Her father is silent.
Stop, Jude tells herself. Don’t go any further. Be nice. Just be nice. ‘While we’re on the subject, do you have any other illegitimate children?’ she asks, unable to resist poking him. ‘If so, perhaps you’d tell me while we’re all still alive.’
Arthur Simms remains silent, which only serves to stoke Jude’s anger.
‘Oh, come on,’ Jude says, her voice rising. ‘Tell me, just how many other women did you fuck while married to Mum?’
‘How dare you.’ His face goes dark. ‘I didn’t raise you to be so bloody disrespectful.’
‘You raised me?’ Jude laughs, a high-pitched squawk. ‘You raised me? Really? Is that the way you remember it? Funny, cos I remember you smashing glasses against the wall and pissing in the sink. I remember—’
‘Shut your mouth.’
‘Yep – great, Dad,’ Jude snaps. ‘Great parenting skills. Is that why you refused to take in your only grandchild? I hope Frances knew how lucky she was to miss out on the glorious childhood I was subjected to.’
Arthur Simms slaps a hand to the wall. Jude stares at him in silence.
‘I didn’t disown her,’ he spits. ‘I was trying to hold my family together.’
‘Is that why you hit Mum? Because you wanted to protect her? Bloody hell,’ Jude says. ‘Strange reasoning. But still, you disowned your daughter for Mum and me? How bloody noble of you.’
From the bottom step of the stairs, her father glares at Jude. ‘Get out,’ he wheezes. ‘Get out of my house.’
‘So, you don’t even want to meet your granddaughter?’ Jude snaps. ‘You don’t give a shit about her either?’
Arthur Simms says nothing. Instead he drops his head to his knees and doesn’t look up. Jude wants to scream. She wants to scream at the top of her lungs. Tears fill her eyes but she won’t let them fall.
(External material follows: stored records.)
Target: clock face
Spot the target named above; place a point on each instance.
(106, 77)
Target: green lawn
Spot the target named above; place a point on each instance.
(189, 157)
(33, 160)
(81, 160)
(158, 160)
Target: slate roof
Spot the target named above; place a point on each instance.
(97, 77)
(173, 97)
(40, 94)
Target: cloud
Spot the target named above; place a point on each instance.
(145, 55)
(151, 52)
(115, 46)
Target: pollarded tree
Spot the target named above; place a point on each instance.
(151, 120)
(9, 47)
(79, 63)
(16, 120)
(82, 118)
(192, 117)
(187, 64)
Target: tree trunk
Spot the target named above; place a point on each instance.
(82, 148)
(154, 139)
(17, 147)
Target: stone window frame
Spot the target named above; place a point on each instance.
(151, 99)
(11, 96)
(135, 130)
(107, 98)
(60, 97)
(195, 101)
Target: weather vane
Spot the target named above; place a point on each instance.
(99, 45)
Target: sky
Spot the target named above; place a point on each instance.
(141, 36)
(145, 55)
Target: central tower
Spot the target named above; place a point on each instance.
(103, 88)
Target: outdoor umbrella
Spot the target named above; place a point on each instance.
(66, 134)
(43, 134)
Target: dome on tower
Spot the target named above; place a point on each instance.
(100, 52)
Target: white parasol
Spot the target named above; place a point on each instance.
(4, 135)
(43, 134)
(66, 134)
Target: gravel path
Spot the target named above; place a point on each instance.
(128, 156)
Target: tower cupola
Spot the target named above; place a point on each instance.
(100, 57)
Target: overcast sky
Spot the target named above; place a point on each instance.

She won’t. She wants to hit him, slap him. She clenches her fists.
‘I don’t know how you do it.’ Jude bites out each word. ‘You watch Mum die and you let yourself live. It’s unbelievable. It’s un—’
Slowly, her father lifts his head. ‘Happy Christmas to you too.’ He takes a deep breath. ‘Now get the hell out of my house.’
‘With pleasure.’
Jude turns to step back onto the doorstep, only she can’t because Gertie is already standing there.
Chapter Twenty
Ten days to go, and Viola’s menu is finally starting to come together. After innumerable hours of experimentation, she’s decided on pea, mint and lavender soup for the starter, braised swordfish in rosemary butter with cauliflower done three ways and a tomato and lime salsa for the main course, and a dacquoise, made with pistachio meringue instead of hazelnut and accompanied by a three-nut gelato for the dessert. The menu isn’t as inventive or original as Viola would have liked, and she has serious doubts as to whether or not it’ll compete with whatever Henri has up his starched white sleeves, but she’s finally decided that it’s the flavours that matter most of all and everything else comes second.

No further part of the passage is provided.